Again, with gil, if acceptable from a gil-holding context, seems
sufficient. Then if one did such inference, one could isolate it to
the important block.

>> suppose the reason that one implicitly holds the gil is that it allows
>> you to do arbitrary Python operations by default. Having to explicitly
>> mark when one wants to hold the GIL would be a big regression for
>> applications that do a lot of Python interaction (e.g. wrappers).
> Yes, I'm not proposing that at all.
>> I'm still thinking it could be reasonable for extern functions to be
>> nogil by default, as a user of C libraries is expected to manually and
>> externally respect its threading constraints. (This would require a
>> long deprecation period.)
> +1.

Actually, it's relatively safe to switch, as it will only make
currently illegal code legal, but won't break existing code.

> Perhaps this would be safer if we introduce "expects gil" (explicit
> declaration for neither "nogil" or "with gil"), and then start to emit
> warnings if a GIL-mode isn't declared on cdef functions which has their
> address taken.
> Thus, if you pass a callback to a C library, you'll get a reminder to
> declare a GIL mode.

That's a nice idea.
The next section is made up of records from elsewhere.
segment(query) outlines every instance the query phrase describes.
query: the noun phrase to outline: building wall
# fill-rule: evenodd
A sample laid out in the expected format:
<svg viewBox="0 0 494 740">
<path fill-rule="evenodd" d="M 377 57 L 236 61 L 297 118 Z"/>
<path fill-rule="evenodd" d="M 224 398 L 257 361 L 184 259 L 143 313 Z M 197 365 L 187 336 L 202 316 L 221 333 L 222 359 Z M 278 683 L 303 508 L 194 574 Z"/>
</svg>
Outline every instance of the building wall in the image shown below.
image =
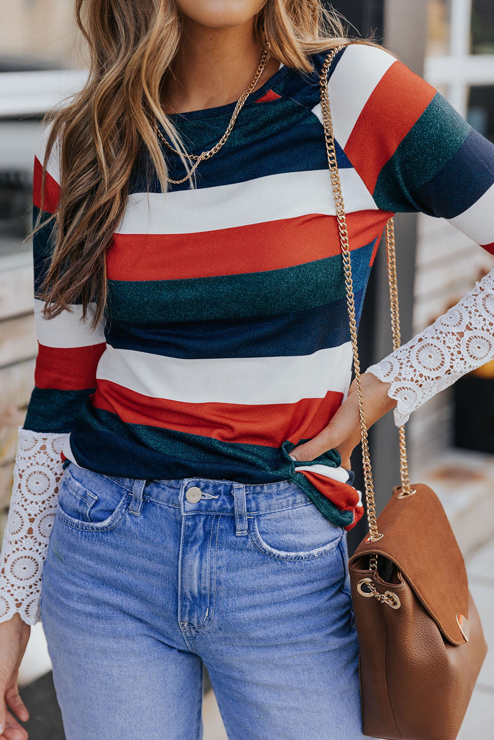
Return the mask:
<svg viewBox="0 0 494 740">
<path fill-rule="evenodd" d="M 84 67 L 73 0 L 0 0 L 0 55 Z"/>
<path fill-rule="evenodd" d="M 391 0 L 393 1 L 393 0 Z M 492 6 L 473 0 L 473 10 L 494 21 Z M 470 32 L 473 0 L 428 0 L 428 32 L 424 76 L 486 136 L 485 116 L 470 104 L 473 91 L 483 87 L 487 110 L 494 101 L 494 46 L 475 47 Z M 494 27 L 493 27 L 494 28 Z M 489 33 L 486 33 L 489 38 Z M 472 54 L 476 48 L 484 53 Z M 456 73 L 463 68 L 463 77 Z M 490 86 L 489 81 L 490 80 Z M 487 84 L 486 86 L 486 83 Z M 477 96 L 478 97 L 478 96 Z M 444 219 L 419 214 L 415 272 L 413 333 L 421 332 L 453 306 L 494 265 L 494 258 Z M 413 477 L 453 443 L 453 388 L 415 411 L 407 425 Z"/>
</svg>

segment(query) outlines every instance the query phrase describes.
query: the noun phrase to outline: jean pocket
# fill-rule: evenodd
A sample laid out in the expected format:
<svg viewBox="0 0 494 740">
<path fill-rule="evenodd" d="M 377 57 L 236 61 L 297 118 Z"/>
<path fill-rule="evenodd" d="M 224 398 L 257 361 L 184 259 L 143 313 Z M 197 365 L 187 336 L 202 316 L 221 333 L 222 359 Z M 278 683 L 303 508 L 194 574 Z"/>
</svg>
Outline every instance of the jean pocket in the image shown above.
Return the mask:
<svg viewBox="0 0 494 740">
<path fill-rule="evenodd" d="M 104 531 L 121 521 L 131 499 L 113 479 L 70 462 L 60 481 L 56 514 L 72 527 Z"/>
<path fill-rule="evenodd" d="M 264 555 L 282 560 L 312 560 L 332 552 L 341 527 L 327 519 L 312 502 L 253 516 L 249 536 Z"/>
</svg>

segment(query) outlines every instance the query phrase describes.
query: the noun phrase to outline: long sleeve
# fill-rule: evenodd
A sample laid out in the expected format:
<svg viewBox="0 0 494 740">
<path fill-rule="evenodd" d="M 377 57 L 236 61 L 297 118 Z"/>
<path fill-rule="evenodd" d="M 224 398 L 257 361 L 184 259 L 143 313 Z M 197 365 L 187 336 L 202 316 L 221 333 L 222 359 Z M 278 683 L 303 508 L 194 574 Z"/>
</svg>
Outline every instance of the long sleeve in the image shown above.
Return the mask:
<svg viewBox="0 0 494 740">
<path fill-rule="evenodd" d="M 455 306 L 381 362 L 370 366 L 397 401 L 396 426 L 459 377 L 494 358 L 494 267 Z"/>
<path fill-rule="evenodd" d="M 346 55 L 346 74 L 338 70 Z M 353 79 L 348 89 L 348 78 Z M 447 219 L 494 254 L 494 144 L 437 90 L 383 50 L 345 50 L 330 98 L 351 99 L 335 135 L 376 206 Z M 352 95 L 349 95 L 349 92 Z M 342 98 L 343 99 L 343 98 Z M 399 260 L 399 244 L 397 259 Z M 410 342 L 366 370 L 390 382 L 395 423 L 494 356 L 494 274 Z"/>
<path fill-rule="evenodd" d="M 46 221 L 60 197 L 56 147 L 47 165 L 41 202 L 41 166 L 49 127 L 40 137 L 34 158 L 33 223 L 39 210 Z M 103 322 L 96 330 L 81 321 L 81 306 L 73 304 L 53 319 L 41 314 L 36 297 L 53 253 L 53 219 L 33 236 L 34 317 L 38 337 L 35 387 L 19 442 L 13 486 L 0 554 L 0 622 L 18 612 L 30 625 L 40 617 L 43 564 L 63 474 L 63 450 L 81 405 L 96 387 L 96 371 L 105 347 Z M 91 306 L 94 310 L 94 306 Z"/>
</svg>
I have to admit that all these special gil
declarations are a bit messy. I'd also rather introduce clear
decorators, e.g.

@cython.requires_gil  # expects gil
cdef a(): ...

@cython.requires.gil(False) # nogil
cdef b(): ...

@cython.aquires_gil  # with gil
cdef c(): ...

(Actually, now that we have the "with gil" statement, it could be
worth considering simply noticing the pattern of the entire function
body in a with gil block/as the first statement and acquiring the GIL
before argument parsing.)

Note that we need to declare functions as requiring the GIL to allow
for declaring cpython.pxd if extern functions are implicitly nogil.